彼が言う通り、その程度の事はいつものことだ。
それは未来永劫変わらないだろう。
「それよりもドク、あいつはどうしている?」
ラウがまたシリンダーを見る。
シリンダーの中の怪物は再び眠りについていた。
あのお気に入りの事か、とバオグライフが呟き低い声で言葉を続けた。
「……彼女ならば既に完全だ。 後は目覚めるのを待つだけだ」
バオグライフの返答にラウは何も答えずに、ただ満足そうにほくそ笑むだけであった。
彼女とは言うまでもなく、フェニーチェ・セイリオスの事だ。
今、彼女はこの研究室のさらに奥のメディカル・ルームで治療……いや、調整され眠りについている。

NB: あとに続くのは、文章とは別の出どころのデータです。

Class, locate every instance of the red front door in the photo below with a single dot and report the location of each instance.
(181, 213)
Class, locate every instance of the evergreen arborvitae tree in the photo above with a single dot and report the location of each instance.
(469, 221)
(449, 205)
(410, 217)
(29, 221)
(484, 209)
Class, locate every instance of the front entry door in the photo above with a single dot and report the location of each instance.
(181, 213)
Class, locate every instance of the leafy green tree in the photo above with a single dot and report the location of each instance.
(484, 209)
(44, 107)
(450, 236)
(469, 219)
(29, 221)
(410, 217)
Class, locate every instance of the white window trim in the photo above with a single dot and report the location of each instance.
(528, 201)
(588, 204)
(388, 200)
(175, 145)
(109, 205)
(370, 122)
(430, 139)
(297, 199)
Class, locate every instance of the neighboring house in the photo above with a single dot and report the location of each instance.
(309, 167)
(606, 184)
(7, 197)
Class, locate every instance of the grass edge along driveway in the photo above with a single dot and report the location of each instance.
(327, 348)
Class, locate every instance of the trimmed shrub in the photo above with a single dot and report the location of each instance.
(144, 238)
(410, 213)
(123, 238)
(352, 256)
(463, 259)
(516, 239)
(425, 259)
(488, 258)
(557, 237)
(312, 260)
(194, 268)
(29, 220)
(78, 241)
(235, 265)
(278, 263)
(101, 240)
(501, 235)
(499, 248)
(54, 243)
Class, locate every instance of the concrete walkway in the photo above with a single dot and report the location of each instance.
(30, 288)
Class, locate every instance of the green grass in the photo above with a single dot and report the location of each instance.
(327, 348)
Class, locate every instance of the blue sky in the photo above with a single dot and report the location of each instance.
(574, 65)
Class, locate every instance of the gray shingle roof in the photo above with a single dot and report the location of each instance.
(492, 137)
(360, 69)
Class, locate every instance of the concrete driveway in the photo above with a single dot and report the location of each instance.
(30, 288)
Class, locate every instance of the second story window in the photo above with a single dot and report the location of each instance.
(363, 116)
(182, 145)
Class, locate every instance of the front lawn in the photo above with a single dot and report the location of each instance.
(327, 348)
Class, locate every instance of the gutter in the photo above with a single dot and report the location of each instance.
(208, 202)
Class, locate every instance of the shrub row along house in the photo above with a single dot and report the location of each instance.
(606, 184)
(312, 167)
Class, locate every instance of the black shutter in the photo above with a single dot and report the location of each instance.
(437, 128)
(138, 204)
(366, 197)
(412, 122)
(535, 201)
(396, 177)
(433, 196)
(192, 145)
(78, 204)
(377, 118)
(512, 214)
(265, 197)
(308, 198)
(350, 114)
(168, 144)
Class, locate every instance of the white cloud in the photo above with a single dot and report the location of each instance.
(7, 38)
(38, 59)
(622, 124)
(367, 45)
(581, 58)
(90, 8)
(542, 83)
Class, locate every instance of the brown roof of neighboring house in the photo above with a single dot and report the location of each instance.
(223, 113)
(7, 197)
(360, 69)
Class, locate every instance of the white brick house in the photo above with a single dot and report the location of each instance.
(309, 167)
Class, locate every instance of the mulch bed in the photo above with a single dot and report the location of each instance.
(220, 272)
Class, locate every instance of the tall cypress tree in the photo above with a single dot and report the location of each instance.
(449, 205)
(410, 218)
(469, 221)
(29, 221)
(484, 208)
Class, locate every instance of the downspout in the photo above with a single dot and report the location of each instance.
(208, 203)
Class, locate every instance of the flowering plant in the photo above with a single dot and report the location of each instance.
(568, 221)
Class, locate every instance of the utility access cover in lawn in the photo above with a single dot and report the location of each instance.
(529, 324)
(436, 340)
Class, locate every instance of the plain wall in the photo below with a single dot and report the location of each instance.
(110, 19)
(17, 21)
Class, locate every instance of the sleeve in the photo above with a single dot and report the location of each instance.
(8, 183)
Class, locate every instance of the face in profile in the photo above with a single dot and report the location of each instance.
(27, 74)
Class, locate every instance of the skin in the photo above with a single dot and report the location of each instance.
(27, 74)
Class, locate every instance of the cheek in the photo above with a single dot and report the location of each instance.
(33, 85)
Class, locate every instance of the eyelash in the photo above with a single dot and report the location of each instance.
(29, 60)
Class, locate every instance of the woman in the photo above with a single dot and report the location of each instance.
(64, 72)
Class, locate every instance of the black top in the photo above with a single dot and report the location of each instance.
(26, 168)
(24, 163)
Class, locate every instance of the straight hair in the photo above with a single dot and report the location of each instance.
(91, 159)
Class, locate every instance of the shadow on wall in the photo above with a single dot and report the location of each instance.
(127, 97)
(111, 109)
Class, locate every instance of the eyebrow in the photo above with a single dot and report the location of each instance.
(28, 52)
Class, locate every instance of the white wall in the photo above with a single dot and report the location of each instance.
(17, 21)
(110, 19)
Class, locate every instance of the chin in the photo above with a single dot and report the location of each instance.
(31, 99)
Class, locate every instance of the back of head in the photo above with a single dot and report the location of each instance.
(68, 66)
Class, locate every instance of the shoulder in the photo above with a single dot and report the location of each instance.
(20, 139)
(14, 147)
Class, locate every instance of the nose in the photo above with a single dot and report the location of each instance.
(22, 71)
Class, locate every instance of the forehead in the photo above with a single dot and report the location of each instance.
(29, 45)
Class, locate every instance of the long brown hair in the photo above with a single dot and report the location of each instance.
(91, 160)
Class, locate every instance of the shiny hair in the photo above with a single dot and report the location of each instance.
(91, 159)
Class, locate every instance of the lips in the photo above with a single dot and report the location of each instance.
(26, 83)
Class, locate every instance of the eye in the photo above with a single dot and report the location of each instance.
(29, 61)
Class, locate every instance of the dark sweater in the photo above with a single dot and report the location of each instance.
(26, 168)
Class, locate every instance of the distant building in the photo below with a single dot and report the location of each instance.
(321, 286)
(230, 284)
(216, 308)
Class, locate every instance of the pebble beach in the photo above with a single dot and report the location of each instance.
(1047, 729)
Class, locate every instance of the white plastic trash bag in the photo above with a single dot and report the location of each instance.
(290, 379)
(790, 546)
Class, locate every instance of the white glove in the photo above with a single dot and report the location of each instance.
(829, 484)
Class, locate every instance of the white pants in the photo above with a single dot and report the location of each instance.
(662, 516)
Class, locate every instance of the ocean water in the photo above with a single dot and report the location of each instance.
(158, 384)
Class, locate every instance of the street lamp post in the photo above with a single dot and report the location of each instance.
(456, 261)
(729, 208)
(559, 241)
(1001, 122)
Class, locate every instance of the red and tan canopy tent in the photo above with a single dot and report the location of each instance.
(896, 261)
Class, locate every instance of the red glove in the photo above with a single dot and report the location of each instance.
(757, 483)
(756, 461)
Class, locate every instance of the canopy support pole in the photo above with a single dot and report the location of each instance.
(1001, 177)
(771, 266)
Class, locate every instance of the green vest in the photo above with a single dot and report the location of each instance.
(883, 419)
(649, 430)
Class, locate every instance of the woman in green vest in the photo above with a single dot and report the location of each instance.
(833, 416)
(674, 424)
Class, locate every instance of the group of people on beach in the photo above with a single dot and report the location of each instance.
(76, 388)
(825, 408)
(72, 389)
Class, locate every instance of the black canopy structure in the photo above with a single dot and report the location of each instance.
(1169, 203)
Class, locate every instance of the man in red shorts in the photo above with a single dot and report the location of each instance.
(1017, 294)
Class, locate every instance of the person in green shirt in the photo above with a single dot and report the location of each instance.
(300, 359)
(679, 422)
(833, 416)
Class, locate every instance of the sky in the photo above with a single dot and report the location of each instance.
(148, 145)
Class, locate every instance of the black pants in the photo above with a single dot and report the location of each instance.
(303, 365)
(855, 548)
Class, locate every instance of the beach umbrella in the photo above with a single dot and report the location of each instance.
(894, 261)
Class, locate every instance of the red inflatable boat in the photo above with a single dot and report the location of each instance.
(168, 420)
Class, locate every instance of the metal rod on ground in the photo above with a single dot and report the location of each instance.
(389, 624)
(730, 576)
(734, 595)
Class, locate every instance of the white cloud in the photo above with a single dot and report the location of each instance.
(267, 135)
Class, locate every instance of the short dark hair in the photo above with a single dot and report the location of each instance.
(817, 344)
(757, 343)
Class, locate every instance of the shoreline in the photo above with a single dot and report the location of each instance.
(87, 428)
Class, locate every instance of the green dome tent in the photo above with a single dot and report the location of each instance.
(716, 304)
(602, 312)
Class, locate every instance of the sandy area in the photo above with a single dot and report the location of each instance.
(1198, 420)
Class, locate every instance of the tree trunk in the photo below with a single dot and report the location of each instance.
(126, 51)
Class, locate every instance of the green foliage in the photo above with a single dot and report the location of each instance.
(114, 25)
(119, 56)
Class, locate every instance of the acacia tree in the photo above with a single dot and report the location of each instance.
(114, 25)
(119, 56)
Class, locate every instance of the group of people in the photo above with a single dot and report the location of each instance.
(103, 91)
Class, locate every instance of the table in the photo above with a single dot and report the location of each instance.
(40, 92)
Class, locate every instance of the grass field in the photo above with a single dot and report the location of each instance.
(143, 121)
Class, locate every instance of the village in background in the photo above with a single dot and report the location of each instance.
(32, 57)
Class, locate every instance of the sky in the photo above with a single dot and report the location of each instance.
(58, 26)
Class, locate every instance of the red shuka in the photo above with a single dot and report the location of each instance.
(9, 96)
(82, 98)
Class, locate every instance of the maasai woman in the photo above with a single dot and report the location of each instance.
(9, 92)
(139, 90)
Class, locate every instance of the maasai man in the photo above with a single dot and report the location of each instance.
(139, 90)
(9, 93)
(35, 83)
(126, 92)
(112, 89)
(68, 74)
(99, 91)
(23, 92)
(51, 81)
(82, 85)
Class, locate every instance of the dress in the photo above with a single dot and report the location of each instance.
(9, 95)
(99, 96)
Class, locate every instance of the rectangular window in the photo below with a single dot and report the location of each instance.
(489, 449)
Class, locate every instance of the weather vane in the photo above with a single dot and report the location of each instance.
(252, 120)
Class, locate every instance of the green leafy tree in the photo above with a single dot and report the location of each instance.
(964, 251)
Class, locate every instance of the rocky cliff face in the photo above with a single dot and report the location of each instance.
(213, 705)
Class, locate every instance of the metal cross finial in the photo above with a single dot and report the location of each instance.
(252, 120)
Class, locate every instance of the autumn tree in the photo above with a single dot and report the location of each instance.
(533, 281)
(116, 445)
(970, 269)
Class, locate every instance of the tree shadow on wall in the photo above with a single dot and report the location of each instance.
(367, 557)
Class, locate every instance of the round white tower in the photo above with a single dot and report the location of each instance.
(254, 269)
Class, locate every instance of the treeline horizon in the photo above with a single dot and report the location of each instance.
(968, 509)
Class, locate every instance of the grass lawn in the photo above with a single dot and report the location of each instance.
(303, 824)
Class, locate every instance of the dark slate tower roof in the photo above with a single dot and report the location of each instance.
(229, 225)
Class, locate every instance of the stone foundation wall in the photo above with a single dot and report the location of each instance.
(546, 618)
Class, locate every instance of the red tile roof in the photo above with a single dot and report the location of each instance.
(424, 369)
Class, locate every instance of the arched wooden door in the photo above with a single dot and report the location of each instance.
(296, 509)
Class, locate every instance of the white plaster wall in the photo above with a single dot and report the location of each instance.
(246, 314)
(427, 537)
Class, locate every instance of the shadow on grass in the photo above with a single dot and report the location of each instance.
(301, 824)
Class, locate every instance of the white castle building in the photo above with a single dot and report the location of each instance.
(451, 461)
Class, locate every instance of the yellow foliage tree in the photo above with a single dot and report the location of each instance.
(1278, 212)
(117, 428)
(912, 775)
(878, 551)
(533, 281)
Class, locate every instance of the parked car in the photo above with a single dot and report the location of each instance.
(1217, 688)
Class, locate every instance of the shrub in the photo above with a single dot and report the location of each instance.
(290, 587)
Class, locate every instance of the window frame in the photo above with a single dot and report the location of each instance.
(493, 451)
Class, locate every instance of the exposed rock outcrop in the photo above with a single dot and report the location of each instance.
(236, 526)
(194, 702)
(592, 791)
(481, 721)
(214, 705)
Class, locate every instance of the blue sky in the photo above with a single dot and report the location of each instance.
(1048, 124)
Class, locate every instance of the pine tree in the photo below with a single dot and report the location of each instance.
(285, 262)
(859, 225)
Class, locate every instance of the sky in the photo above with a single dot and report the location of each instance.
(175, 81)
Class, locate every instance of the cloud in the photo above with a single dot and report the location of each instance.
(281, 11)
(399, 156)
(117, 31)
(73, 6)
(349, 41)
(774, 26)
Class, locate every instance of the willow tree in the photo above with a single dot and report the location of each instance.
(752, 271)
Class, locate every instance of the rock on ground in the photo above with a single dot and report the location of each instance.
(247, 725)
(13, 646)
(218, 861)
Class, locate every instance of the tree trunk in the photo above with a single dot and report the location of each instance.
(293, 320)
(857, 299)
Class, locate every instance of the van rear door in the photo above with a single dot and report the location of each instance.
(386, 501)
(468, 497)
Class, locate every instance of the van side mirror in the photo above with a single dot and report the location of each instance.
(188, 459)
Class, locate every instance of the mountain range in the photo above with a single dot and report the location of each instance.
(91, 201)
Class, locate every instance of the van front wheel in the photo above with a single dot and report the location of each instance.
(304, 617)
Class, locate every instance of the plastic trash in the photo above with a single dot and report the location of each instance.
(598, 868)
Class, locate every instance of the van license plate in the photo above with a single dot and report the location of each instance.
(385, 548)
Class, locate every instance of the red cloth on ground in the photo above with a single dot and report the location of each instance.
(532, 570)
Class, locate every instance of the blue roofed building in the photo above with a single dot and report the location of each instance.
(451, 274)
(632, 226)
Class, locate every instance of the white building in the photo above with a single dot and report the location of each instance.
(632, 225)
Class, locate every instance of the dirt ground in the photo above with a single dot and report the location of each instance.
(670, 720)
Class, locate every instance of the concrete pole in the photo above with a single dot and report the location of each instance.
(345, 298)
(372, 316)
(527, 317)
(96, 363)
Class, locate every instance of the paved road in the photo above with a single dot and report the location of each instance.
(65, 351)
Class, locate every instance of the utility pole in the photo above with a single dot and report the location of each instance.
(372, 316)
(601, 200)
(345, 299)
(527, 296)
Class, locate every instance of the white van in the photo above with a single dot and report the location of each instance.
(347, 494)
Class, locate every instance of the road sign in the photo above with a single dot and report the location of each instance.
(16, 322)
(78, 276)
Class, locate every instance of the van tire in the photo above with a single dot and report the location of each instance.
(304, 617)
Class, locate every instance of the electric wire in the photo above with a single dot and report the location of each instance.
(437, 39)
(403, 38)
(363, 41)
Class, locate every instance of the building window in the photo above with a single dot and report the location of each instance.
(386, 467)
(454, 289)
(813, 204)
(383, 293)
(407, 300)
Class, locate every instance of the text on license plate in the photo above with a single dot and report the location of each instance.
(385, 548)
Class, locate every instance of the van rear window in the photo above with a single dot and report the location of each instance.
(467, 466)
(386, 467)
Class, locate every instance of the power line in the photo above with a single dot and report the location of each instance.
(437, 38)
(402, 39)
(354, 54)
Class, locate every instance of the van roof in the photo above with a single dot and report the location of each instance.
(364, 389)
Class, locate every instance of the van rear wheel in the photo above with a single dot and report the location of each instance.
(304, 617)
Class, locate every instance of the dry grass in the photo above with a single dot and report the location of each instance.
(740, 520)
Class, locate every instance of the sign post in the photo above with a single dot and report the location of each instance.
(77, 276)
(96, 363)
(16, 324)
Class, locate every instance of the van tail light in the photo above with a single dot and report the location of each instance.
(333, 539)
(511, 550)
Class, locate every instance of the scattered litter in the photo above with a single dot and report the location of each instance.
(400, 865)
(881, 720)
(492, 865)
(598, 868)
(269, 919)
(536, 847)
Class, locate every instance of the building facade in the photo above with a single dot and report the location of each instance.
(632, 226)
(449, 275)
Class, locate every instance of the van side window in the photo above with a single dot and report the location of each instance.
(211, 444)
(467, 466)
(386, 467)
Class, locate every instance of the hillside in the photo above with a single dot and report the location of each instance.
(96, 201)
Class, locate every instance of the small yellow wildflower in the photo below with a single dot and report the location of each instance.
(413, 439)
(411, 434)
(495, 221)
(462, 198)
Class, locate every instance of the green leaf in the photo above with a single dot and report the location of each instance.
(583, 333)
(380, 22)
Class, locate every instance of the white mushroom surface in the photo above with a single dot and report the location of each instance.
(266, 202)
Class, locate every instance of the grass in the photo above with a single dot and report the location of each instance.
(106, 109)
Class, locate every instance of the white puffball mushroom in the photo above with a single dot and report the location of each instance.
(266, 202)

次に目覚めた時にはラウの完全なる右腕として働くだろう。
「彼女の事は相変わらず随分と気になるようだな」
バオグライフが皮肉めいて言う。
普段の彼を見ているとそんな皮肉でも言いたくなる。
実際に彼女が優秀な右腕であり如何に強大な力を秘めていようとも彼の入れ込みようは少々行き過ぎている様に思える。
ラウは鼻で笑う。
「当たり前の事を聞くな。 フェニーチェとは誰よりも付き合いが長い。 ーーそれにあいつは良い女だ」
「たかだかそれだけの理由とは思えん。 無論私の勘だがね」
学者様らしいセリフではないな、とラウの白い犬歯が覗く。
その瞳に写すのは復讐の闇か、はたまた野心の炎か、バオグライフには計りかねた。
「第一、ドクも似たようでは無いのか。 お前の報告書にあったーー」
「ーー紅の青の事か」
バオグライフが愛おしい名を呼ぶように呟くとクルリと背を向け歩き出す。
その背を追う。
装置の駆動音、靴音が反響する中、バオグライフがポツリと口にした。
「アレは私の最高傑作と言っても過言でないのだ」
「最高傑作、ね……だったら潰したくなる」
笑うように牙を剥くラウに鼻で笑わうバオグライフ。
呆れたように言う。
「パワー、スピード、潜在能力ーーどれを取ってもお前の戦闘能力を凌駕しているのだぞ? 返り討ちがオチだろうよ」
「ならば俺の餌になって貰うだけだ」
「……面白くない冗談だ」
これ以上は付き合いきれないとばかりに口を閉ざす。
そして、とあるシリンダーの前で止まり見上げた。
そのシリンダーの中央は砕け、宿主を失った空虚な空間だけがそこにはあった。
バオグライフが何やら装置操作すると宙に画面が表れる。
地球の、何処かの街の画像のようだ。
見覚えがある。
「ーー潜伏先は目星をついている」
「ここは……。 で、それを俺に言ってどうするのだ」
画像の街は今、彼が目をかけている餌がいる街だ。
偶然にしては面白い。
「最終テストだ。 プレステイルを倒し、そしてお前も倒すというな」
「ジョークも言えたのだな、ドク」
愉快だ。
プレステイルがどれだけ肥えたかを見極めるいい機会だ。
ついでに紅の青を我が糧とするとしよう。
ラウの嗤う声が研究室に反響し消えた。